A Data Availability Committee (DAC) is a permissioned group of trusted nodes that cryptographically attest to the availability of transaction data for a Layer 2 rollup. Instead of posting all transaction data directly to the Layer 1 (L1) blockchain, the rollup sequencer sends the data to the committee members. Each member signs a cryptographic attestation, often a BLS signature, confirming they have received and stored the data. This aggregated signature is then posted on-chain. If a user needs to challenge a state transition or reconstruct the chain's state, they can request the data from any honest committee member, relying on the committee's collective honesty to provide it.

DATA AVAILABILITY COMMITTEE (DAC)

Frequently Asked Questions (FAQ)

A Data Availability Committee (DAC) is a trusted group of entities responsible for ensuring data is available for blockchain scaling solutions. These questions address its role, security model, and comparison to other data availability methods.
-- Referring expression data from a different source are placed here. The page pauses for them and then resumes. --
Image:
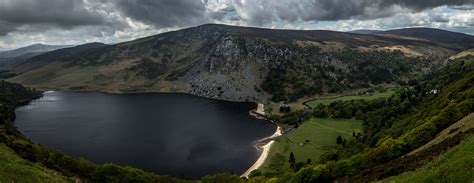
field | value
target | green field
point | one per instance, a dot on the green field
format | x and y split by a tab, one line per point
313	138
456	165
15	169
372	96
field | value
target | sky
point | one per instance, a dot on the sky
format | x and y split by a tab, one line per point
73	22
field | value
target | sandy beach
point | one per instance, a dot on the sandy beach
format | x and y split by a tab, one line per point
265	148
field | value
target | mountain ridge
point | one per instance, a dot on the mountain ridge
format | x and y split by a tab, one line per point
236	63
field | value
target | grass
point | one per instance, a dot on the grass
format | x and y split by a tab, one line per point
372	96
455	165
312	139
15	169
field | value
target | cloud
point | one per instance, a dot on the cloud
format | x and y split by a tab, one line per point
261	12
67	14
164	13
78	21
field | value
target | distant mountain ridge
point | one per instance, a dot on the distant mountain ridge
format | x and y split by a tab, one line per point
241	63
453	39
365	31
35	48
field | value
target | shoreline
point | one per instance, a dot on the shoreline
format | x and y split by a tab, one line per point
265	148
264	145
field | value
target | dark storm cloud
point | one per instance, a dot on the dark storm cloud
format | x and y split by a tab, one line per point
164	13
55	13
425	4
261	12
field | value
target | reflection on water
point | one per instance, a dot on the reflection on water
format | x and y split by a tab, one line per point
172	134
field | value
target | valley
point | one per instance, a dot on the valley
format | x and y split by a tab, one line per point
352	107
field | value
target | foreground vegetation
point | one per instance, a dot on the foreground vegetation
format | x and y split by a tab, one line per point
456	165
391	128
15	169
309	141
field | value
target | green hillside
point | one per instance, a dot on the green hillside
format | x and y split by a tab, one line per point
392	127
309	141
456	165
15	169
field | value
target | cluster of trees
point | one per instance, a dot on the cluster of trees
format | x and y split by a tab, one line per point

A Data Availability Committee (DAC) is a permissioned group of known, reputable entities that cryptographically attest to the availability of transaction data for a Layer 2 (L2) or sidechain rollup. It works by having the rollup's sequencer send the data for a new batch of transactions to each DAC member. The members store the data and return a signed attestation, often a BLS signature, confirming they have received and can serve the data. This collective signature is then posted to the parent chain (like Ethereum) as proof that the data is available for anyone to reconstruct the rollup's state, enabling secure withdrawals and fraud proofs without publishing all data directly on-chain.